Worriers and Warriors

Standard

The way we respond to stressful situations may be written in our genes.

I was researching and writing an article about stress last week and, as ever, the deadline had to loom so close that it could have kicked me up the backside, before my fingers started tapping diligently on the keyboard.

I always thought it was just laziness, or a singular talent for procrastination but it seems  that it might actually be written in my DNA.

Let’s face it, we all get stressed out once in a while but not everyone responds to pressure in the same way. Our lives, upbringing and experiences can all have an impact but it also seems that certain genes can make us more sensitive to life’s stresses and strains.

 Fight or flight

 It’s all down to our inner caveman. When we get shocked or feel threatened, the body responds with a primitive reflex, releasing chemicals designed to help us to survive. These catecholamines (adrenaline, noradrenaline and dopamine) boost the heart rate, raise the blood pressure and improve respiratory function to help us fight harder and run faster. They also sharpen our vision, speed up our impulses and make us super-sensitive to any threat; we become a sort of super-hero version of ourselves!

This was all fine and dandy when we were facing sabre-toothed tigers. Whether we stayed to fight or ran to hide, the stress hormones would have been safely metabolised. But now when we’re stressed out in a traffic jam, on the phone to a call-centre or facing a deadline, the body gets all revved up with no way of burning off all the pent up aggression and energy.

The genetic difference

 For lots of us, stress can be good, sharpening our focus and helping us perform better. But others just fall apart under the pressure. How can the same level of stress elicit such different physical, psychological and emotional responses?
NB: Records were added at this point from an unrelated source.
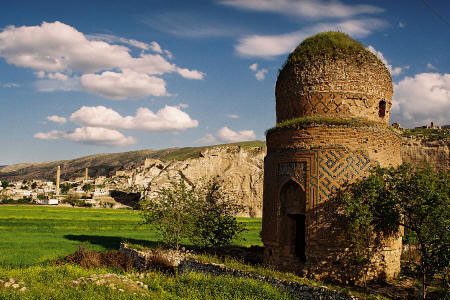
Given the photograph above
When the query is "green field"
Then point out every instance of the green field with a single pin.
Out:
(36, 234)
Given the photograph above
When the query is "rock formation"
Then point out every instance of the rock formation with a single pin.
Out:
(241, 170)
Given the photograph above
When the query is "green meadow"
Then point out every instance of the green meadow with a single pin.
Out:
(36, 234)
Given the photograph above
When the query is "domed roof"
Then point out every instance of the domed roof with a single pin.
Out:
(332, 75)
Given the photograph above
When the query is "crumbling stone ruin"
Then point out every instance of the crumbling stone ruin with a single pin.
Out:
(333, 100)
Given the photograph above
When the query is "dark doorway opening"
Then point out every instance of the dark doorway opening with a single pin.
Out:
(299, 236)
(293, 220)
(382, 109)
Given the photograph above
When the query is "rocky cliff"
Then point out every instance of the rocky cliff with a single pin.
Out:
(240, 166)
(241, 170)
(434, 152)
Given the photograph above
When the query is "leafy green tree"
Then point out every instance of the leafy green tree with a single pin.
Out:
(65, 188)
(170, 212)
(87, 187)
(417, 199)
(213, 221)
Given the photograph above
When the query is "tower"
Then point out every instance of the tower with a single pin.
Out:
(58, 175)
(333, 100)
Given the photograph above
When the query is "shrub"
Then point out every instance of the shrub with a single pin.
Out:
(417, 199)
(170, 212)
(213, 223)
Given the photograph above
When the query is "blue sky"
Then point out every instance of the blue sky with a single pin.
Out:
(85, 77)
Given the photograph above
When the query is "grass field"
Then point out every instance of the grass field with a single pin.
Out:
(36, 234)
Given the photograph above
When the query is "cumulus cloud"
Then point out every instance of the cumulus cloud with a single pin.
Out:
(59, 52)
(10, 85)
(57, 119)
(431, 67)
(306, 8)
(89, 136)
(127, 84)
(393, 71)
(169, 118)
(227, 135)
(269, 46)
(421, 99)
(233, 116)
(190, 74)
(260, 74)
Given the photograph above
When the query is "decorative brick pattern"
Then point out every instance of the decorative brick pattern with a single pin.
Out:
(338, 167)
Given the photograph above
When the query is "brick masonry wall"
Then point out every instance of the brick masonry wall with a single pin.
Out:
(351, 86)
(322, 160)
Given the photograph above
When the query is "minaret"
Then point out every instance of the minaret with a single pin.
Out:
(58, 174)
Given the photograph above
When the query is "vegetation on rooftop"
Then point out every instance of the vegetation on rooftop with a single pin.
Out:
(305, 122)
(331, 43)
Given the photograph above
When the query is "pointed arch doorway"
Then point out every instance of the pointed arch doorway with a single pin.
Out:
(293, 220)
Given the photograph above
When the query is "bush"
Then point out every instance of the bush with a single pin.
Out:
(202, 216)
(213, 223)
(417, 199)
(170, 212)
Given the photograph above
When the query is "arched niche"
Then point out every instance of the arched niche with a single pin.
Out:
(293, 220)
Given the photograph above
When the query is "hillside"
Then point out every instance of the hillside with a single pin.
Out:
(104, 164)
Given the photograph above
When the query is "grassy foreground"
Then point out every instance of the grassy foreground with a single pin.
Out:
(35, 234)
(58, 282)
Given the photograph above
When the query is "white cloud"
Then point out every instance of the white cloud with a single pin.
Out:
(57, 119)
(10, 85)
(50, 85)
(128, 84)
(208, 139)
(269, 46)
(233, 116)
(253, 67)
(190, 74)
(431, 67)
(169, 118)
(421, 99)
(227, 135)
(57, 76)
(59, 52)
(393, 71)
(260, 74)
(90, 136)
(305, 8)
(183, 105)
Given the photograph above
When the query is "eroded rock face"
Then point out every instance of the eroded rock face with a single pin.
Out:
(241, 169)
(436, 153)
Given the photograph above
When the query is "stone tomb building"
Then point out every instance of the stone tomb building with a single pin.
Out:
(333, 100)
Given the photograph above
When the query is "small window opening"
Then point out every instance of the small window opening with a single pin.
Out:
(382, 109)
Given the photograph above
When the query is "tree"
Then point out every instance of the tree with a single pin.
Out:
(213, 222)
(170, 212)
(65, 188)
(417, 199)
(87, 187)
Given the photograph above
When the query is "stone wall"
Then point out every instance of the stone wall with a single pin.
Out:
(321, 160)
(352, 86)
(142, 261)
The answer is down to genetics. We all have differing capabilities of breaking down and getting rid of dopamine, adrenaline and noradrenaline. This system is controlled by the COMT gene; in some of us, the brain is cleared of the catecholamines super fast, while others have a more slow and steady response.

Worriers

When people with slow COMT genes become stressed, their bodies just can’t get rid of the catecholamines quickly enough. Dopamine builds up in the brain’s frontal lobe causing the classic stress symptoms of anxiety, worry, panic attacks and insomnia. In severe cases it is thought to be associated with mental health problems including OCD and schizophrenia.

Warriors

Those of us with fast acting COMT genes are able to clear the brain of stress chemicals quickly and efficiently and have been shown in tests to perform better under pressure. However in low stress situations, the lack of stimulation means that they could fail to get work done effectively. Errrrrrm, sound familiar?
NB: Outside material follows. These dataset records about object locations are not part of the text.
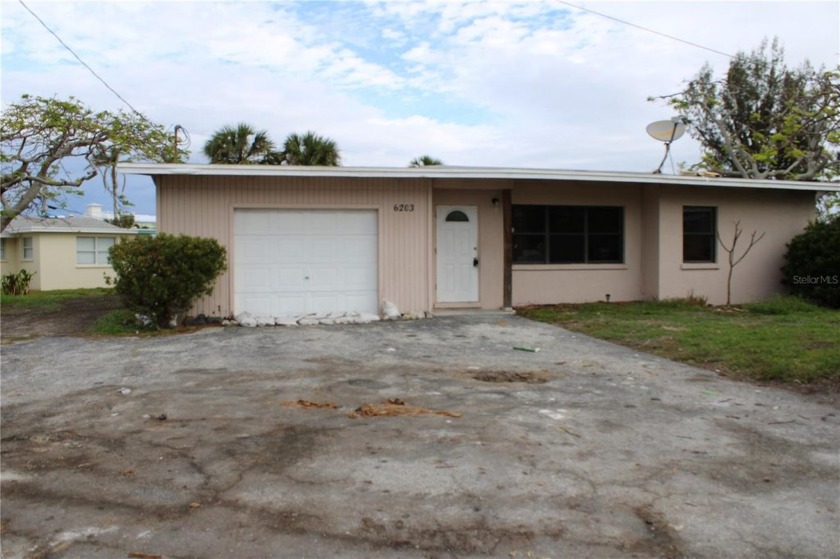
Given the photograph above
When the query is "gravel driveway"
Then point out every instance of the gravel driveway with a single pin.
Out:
(235, 442)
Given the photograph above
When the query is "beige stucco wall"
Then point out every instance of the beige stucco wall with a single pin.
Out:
(781, 215)
(204, 206)
(14, 261)
(54, 262)
(10, 264)
(578, 283)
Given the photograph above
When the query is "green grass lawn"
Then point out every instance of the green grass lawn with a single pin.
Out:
(49, 301)
(782, 339)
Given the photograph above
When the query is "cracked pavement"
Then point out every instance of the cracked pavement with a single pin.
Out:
(582, 449)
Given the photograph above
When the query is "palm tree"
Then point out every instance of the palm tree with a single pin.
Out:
(310, 149)
(240, 145)
(425, 161)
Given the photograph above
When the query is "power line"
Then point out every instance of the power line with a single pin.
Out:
(646, 29)
(82, 62)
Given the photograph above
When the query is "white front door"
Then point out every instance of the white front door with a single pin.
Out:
(457, 254)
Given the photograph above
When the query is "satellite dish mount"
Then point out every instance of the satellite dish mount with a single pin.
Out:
(666, 131)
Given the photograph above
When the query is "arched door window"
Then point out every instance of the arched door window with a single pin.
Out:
(457, 215)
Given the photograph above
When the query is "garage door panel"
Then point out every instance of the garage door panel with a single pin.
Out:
(288, 249)
(323, 249)
(324, 278)
(357, 277)
(290, 279)
(289, 304)
(253, 222)
(253, 248)
(360, 249)
(323, 303)
(305, 261)
(256, 280)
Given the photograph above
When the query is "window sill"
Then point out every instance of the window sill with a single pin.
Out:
(567, 267)
(700, 266)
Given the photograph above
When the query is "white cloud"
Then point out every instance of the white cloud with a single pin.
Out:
(520, 83)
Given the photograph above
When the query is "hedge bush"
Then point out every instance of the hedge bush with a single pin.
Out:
(161, 276)
(812, 263)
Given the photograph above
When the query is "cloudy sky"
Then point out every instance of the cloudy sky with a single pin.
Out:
(534, 83)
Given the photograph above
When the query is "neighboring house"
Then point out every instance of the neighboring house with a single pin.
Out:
(63, 253)
(145, 224)
(317, 239)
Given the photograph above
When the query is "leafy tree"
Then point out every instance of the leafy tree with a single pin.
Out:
(160, 276)
(40, 136)
(240, 145)
(764, 120)
(812, 263)
(425, 161)
(310, 149)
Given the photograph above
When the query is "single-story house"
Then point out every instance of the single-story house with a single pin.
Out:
(320, 239)
(61, 252)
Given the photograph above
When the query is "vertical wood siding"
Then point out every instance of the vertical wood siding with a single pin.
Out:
(204, 206)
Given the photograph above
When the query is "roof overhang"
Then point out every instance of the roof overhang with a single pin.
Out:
(478, 173)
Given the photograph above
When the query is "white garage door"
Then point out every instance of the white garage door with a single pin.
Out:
(296, 262)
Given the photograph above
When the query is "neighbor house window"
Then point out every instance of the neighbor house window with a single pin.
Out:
(93, 250)
(568, 234)
(28, 250)
(699, 234)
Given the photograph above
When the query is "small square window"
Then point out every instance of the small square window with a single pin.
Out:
(93, 250)
(699, 234)
(568, 234)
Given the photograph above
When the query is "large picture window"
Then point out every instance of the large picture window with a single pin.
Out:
(699, 234)
(568, 234)
(93, 250)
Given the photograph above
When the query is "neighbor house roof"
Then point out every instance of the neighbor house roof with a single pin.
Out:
(22, 225)
(451, 172)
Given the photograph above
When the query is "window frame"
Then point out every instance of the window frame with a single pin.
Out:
(710, 235)
(96, 252)
(550, 232)
(30, 248)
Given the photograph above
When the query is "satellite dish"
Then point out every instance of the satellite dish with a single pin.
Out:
(666, 131)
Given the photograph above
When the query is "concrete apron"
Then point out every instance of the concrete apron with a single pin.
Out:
(237, 441)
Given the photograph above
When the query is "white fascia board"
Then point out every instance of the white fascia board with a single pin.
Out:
(486, 173)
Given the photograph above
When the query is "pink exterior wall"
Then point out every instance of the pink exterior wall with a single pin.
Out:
(577, 283)
(652, 267)
(204, 206)
(781, 215)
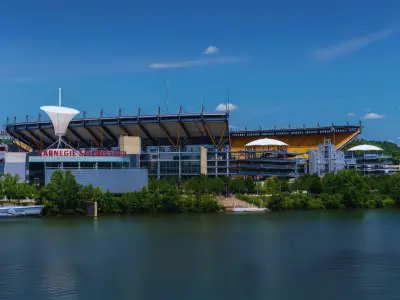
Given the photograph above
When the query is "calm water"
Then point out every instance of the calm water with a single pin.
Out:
(305, 255)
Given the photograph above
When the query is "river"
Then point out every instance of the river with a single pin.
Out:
(295, 255)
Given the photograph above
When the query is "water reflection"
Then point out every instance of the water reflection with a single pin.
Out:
(268, 256)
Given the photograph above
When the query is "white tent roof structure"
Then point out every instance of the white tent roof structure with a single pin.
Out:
(365, 148)
(266, 142)
(60, 117)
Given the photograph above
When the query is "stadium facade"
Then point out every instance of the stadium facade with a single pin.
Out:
(183, 144)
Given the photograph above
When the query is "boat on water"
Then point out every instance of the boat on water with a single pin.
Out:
(20, 211)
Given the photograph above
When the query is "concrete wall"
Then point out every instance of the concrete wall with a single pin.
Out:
(115, 180)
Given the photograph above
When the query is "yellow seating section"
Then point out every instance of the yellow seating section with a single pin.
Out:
(299, 143)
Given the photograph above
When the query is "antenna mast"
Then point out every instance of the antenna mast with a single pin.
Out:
(166, 92)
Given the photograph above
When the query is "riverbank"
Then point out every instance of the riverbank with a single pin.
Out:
(347, 189)
(284, 256)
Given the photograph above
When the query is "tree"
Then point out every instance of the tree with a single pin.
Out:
(10, 185)
(271, 185)
(349, 184)
(310, 183)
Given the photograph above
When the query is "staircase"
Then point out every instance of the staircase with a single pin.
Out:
(229, 202)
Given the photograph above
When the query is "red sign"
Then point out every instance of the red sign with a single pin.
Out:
(70, 152)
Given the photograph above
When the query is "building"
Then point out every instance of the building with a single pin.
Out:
(264, 158)
(326, 159)
(188, 144)
(370, 160)
(300, 140)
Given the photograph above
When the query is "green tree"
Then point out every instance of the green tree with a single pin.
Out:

So, is that just all a bit depressing? Some people are destined to do terribly in exams and others won’t perform without the imminent threat of danger.

No.

It seems that our genes don’t have to be our destiny. In tests under low levels of pressure, those with slow COMT genes performed way better. When they weren’t stressed, or if they were told that feeling anxious would make them perform better, they had bright, alert minds and better memories. So by learning to manage feelings of stress they were able to really harness their true potential.

And if, like me, you know that you need a little extra push, you can set yourself targets and deadlines so that you’re not up burning the midnight oil, again!

My article was for a company called DNAfit, who test individuals’ DNA profiles to develop personalised health plans. I was paid for the work, although I was given free rein on what to write and not expected to blog about it, it just really captured my interest.